What happens when you put representatives from five major brands in the same room with a handful of rock legends?
That’s exactly what The Patron Project, a panel discussion at TRI Studios in San Rafael, aimed to find out. Musicians Bob Weir (The Grateful Dead), Jerry Harrison (Talking Heads), Sammy Hagar (Van Halen), and Lukas Nelson (Promise of the Real) sat down with reps from Dolby, RedBull, EMI, Pandora, and Microsoft.

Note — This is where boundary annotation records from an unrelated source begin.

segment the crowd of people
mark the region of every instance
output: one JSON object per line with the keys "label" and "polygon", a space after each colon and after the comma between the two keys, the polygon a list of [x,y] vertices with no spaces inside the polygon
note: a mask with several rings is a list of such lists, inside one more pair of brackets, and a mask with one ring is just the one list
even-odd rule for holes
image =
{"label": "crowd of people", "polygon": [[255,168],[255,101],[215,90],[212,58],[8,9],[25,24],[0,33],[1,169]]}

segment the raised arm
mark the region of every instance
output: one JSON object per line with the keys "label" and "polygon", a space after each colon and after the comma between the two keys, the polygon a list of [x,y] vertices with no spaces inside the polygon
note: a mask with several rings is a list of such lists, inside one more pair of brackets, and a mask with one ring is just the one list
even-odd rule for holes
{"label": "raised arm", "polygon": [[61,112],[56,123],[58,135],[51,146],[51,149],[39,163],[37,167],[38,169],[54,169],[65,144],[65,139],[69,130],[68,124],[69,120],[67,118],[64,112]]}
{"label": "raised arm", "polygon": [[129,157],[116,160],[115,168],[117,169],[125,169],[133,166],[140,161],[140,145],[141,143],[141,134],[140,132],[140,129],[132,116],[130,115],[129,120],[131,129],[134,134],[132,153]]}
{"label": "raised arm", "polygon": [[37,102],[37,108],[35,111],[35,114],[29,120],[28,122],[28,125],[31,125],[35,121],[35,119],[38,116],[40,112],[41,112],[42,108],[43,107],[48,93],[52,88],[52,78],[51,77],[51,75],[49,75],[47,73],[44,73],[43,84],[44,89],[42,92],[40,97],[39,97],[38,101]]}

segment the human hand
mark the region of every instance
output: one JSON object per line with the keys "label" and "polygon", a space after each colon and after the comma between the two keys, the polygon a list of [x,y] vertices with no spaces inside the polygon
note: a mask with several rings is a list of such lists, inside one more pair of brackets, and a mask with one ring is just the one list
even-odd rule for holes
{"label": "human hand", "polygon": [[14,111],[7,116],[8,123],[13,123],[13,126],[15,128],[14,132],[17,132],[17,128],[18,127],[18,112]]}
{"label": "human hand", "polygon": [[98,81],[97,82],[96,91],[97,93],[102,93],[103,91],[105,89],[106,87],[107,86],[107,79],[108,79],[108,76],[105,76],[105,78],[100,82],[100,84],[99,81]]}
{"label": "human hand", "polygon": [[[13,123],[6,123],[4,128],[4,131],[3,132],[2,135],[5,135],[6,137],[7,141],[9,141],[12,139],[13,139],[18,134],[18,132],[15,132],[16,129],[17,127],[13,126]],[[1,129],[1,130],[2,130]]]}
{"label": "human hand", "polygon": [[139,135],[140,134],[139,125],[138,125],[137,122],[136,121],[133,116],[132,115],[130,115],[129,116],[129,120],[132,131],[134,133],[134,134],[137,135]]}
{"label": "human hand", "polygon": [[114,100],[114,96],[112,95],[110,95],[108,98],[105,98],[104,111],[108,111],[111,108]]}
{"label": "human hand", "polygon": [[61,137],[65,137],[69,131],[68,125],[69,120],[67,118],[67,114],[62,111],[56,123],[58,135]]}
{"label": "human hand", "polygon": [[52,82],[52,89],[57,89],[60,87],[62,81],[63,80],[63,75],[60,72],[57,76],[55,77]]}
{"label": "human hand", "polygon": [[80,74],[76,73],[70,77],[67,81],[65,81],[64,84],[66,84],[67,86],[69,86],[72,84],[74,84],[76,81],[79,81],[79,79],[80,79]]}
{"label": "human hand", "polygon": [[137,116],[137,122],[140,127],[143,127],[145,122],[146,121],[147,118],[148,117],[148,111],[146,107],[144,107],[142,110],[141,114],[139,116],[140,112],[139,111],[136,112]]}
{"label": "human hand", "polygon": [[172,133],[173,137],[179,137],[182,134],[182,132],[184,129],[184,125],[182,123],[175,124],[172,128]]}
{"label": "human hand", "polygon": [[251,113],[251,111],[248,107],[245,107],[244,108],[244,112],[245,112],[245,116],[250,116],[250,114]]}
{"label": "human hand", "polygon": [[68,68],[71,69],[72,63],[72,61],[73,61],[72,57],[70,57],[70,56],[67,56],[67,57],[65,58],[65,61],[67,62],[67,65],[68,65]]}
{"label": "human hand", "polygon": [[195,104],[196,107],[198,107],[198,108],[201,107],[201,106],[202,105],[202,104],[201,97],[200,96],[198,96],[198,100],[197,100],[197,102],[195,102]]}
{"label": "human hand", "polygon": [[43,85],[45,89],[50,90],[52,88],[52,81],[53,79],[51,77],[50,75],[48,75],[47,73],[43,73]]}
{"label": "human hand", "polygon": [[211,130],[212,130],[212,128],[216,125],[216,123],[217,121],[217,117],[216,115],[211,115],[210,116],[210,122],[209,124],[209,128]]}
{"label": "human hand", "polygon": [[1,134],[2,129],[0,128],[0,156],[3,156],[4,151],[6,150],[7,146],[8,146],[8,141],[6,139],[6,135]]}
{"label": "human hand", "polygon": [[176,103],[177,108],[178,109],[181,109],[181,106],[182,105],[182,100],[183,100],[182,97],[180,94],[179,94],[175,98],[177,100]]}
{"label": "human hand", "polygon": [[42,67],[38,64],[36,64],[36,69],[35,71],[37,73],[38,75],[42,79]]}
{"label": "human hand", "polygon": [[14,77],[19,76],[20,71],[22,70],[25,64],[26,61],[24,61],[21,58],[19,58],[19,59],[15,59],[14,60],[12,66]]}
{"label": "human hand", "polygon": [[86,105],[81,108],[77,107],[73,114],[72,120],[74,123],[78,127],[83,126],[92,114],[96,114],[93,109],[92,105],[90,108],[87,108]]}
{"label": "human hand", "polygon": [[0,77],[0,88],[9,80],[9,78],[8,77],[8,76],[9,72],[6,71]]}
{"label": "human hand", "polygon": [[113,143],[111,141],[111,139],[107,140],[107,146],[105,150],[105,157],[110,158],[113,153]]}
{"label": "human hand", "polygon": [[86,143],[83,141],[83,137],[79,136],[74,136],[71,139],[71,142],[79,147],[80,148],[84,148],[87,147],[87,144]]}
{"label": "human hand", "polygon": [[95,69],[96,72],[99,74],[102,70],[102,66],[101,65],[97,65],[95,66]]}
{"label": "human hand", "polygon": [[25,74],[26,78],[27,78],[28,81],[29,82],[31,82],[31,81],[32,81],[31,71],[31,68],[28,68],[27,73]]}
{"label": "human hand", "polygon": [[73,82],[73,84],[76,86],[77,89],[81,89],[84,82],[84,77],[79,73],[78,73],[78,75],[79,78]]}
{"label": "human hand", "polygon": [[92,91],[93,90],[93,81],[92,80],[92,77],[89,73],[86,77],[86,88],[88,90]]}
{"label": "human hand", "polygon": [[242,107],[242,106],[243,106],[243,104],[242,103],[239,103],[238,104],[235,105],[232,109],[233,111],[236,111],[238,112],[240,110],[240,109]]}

The result was a brilliant dialogue about the changing face of sponsorship and how brands engage with their target audiences. Much of the discussion involved the renewed use of an old term, “patronage”, as opposed to “sponsorship”. The important distinction made was the level of authenticity and dedication in such a partnership. The panelists made it clear that with the changing state of the music industry, artists now depend more and more brands as a source of support. The general consensus from both sides was a desire for more meaningful, long-term relationships between artists and brands.
Five quotes capture the spirit and main points of the discussion:
“You become cool by integration, not association.”-Gunnar Larson, Director of Music, Dolby Laboratories.
“The concept of selling out doesn’t exist anymore. Patronage helps the artist in ways record labels can’t anymore.”-Lukas Nelson, Musician, Promise of the Real.
“Sometimes your best brand strategy is not to be loud about you, but about the music.”-Jason Fisher, Digital Marketing Manager, Red Bull Media House.
“A sponsor is buying the artist, a patron is genuinely interested in the artist.”-Bob Weir, Musician, The Grateful Dead.
“People have emotional connections with music. Brands can harness this emotional power and use it to their advantage.”-Dax Kimbrough, Former Director of Brand Partnerships, EMI Music / Capitol Records.
The music industry is a “ground zero” for the changing nature of the relationship between brands and artists. Examples like the Re:Generation Project – which was sponsored by Hyundai and which facilitated unexpected collaborations between young DJs like Skrillex and Pretty Lights with heros of other genres like The Doors and Ralph Stanley – demonstrate the potential for different groups to build deep authentic relationships around sponsorship. Those relationships can produce not just great marketing campaigns, but incredible creative outputs.
After the discussion, the brand reps exited the stage and the seasoned rockstars picked up their instruments for an amazing, intimate live performance in an acoustically immaculate recording space. They played classic rock ‘n’ roll tunes such as “Mustang Sally”, along with songs from each respective artist’s career.
It was a reminder of why we had all gathered for discussion – and why this particular discussion was so important to the future of artistic production – serious talent deserves to be heard.